Metodo dialettico e società aperta nel pensiero di Karl Popper

10-02-1982

Si tratta della mia tesi di laurea, nella quale vengono prese in esame le critiche mosse da Karl Popper alla dialettica, nell'ottica di evidenziarne i limiti sia alla luce della stessa metodologia popperiana (falsificazionismo), che ponendole a confronto con le più importanti obiezioni che a questa metodologia sono state sollevate dalla letteratura critica.

Un discorso sulla dialettica in Popper conduce inevitabilmente a un discorso assai più ampio sulle idee politiche e sociali di questo autore, nonché sulla sua più generale prospettiva epistemologica. Come si vedrà, infatti, il tema della critica alle posizioni dialettiche nel pensiero popperiano è strettamente connesso a quello della critica alle concezioni storicistiche in genere, mentre entrambi vengono fatte discendere dal metodo della falsificazione, messo a punto originariamente con l’occhio rivolto alle scienze naturali.

critica di Popper alla dialettica deve, comunque, essere intesa come un preludio, una preparazione, quasi un affilare le armi per la critica maggiormente impegnativa delle tesi storicistiche. Poiché, il bersaglio finale di Popper non è la dialettica in se stessa, bensì ciò che questa rappresenta per l’affermazione delle concezioni totalitarie moderne che su essa si basano: concezioni caratterizzate, secondo Popper, da forti componenti storicistiche.

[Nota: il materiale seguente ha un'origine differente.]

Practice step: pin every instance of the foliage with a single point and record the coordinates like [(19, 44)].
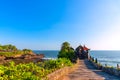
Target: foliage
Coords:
[(66, 51), (31, 71), (11, 50), (56, 64)]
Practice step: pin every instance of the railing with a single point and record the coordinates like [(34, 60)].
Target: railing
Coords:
[(109, 69)]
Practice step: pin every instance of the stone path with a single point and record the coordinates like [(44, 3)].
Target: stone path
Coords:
[(86, 71)]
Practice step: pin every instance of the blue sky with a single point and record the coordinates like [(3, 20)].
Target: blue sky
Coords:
[(45, 24)]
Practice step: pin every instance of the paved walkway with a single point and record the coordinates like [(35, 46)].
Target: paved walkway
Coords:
[(86, 71)]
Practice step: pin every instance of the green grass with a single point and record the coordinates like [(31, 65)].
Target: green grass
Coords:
[(31, 71)]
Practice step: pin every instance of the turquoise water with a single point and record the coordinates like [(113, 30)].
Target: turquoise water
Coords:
[(111, 58)]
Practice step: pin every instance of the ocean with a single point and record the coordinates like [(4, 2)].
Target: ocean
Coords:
[(111, 58)]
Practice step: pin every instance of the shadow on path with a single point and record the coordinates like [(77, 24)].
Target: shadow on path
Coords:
[(107, 76), (86, 71)]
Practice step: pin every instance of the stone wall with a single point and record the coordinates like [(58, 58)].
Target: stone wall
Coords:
[(108, 69)]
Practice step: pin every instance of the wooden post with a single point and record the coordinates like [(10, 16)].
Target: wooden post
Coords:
[(118, 66)]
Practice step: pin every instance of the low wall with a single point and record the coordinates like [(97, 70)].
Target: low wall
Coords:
[(108, 69), (58, 74)]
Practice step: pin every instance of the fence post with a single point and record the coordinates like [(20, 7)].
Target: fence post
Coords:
[(118, 66)]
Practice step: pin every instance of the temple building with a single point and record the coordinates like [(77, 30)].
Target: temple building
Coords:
[(82, 52)]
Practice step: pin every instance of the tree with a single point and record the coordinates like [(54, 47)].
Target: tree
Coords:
[(26, 51), (66, 51)]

Nel suo duplice aspetto, la mia analisi tenderà, da una parte, a porre in rilievo che l’eccessiva severità mostrata da Popper nei confronti della dialettica non appare del tutto giustificata razionalmente sulla base del metodo falsificazionista a cui egli si ispira: poiché, tale severità, che riposa sostanzialmente sulla rigida prescrizione che le contraddizioni vengano eliminate senza esitazioni, contrasta in modo stridente con la "liberalità metodologica" professata dallo stesso Popper in quasi tutti gli altri suoi scritti. D’altra parte, si vedrà come certe obiezioni di fondo, sollevate contro la concezione falsificazionista finiscano col mettere in crisi le argomentazioni di cui Popper si serve per confutare le posizioni dialettiche.

Riguardo al primo aspetto, si può dire che il precetto popperiano abbia origine da un indebito trasferimento del principio di non-contraddizione dal campo della logica pura a quello della metodologia della scienza. Infatti, mentre su un piano meramente logico, la contraddizione tra due enunciati è indice certo della falsità di almeno uno di quegli enunciati, altrettanto non si può dire con riferimento all’attività scientifica, dove la contraddizione tra dati empirici (asserzioni singolari di osservazione) e teorie (asserzioni universali) non implica una conclusione così netta. Essa rivela piuttosto una tensione, una inadeguatezza, che non coinvolge soltanto la teoria e le osservazioni in oggetto, bensì l’intero sistema scientifico in cui questi sono inseriti.

Riguardo al secondo aspetto, si esaminerà il cosiddetto “problema della base empirica”, che verrà usato come filo conduttore per addentrarsi nelle posizioni di alcuni autori (Hanson, Kuhn, Feyerabend e Lakatos), con particolare attenzione alla possibilità di descrivere i fatti della scienza tramite un linguaggio osservativo che non implichi teorie.

Soprattutto dalle tesi di Lakatos si possono - a mio avviso - ricavare degli spunti interessanti da opporre alle posizioni anti-dialettche popperiane. Il più importante di essi è costituito dall’osservazione che il falsificazionismo di Popper, anche nella sua versione più aperta (che non è certo quella a cui si ispira la critica alla dialettica), non riesce a render conto dell’effettivo agire degli scienziati. La storia della scienza sarebbe infatti per Lakatos (come pure per Kuhn e per Feyerabend) il banco di prova di una qualsiasi metodologia, tanto che questa dovrebbe essere abbandonata qualora prospettasse dei comportamenti che non vengono riscontrati nella storia stessa.

Resta ancora da vedere fino a che punto tale tesi sia sostenibile o, detto in altri termini, fino a che punto una metodologia sia assimilabile a una teoria scientifica, e quindi soggetta ad essere falsificata da comportamenti in contrasto con essa.

Ciò costituirà l’argomento dell’ultimo capitolo, in cui si esaminerà la richiesta popperiana di considerare le metodologie come norme stabilite convenzionalmente, e non come teorie empiriche da sottoporre alla prova dei fatti.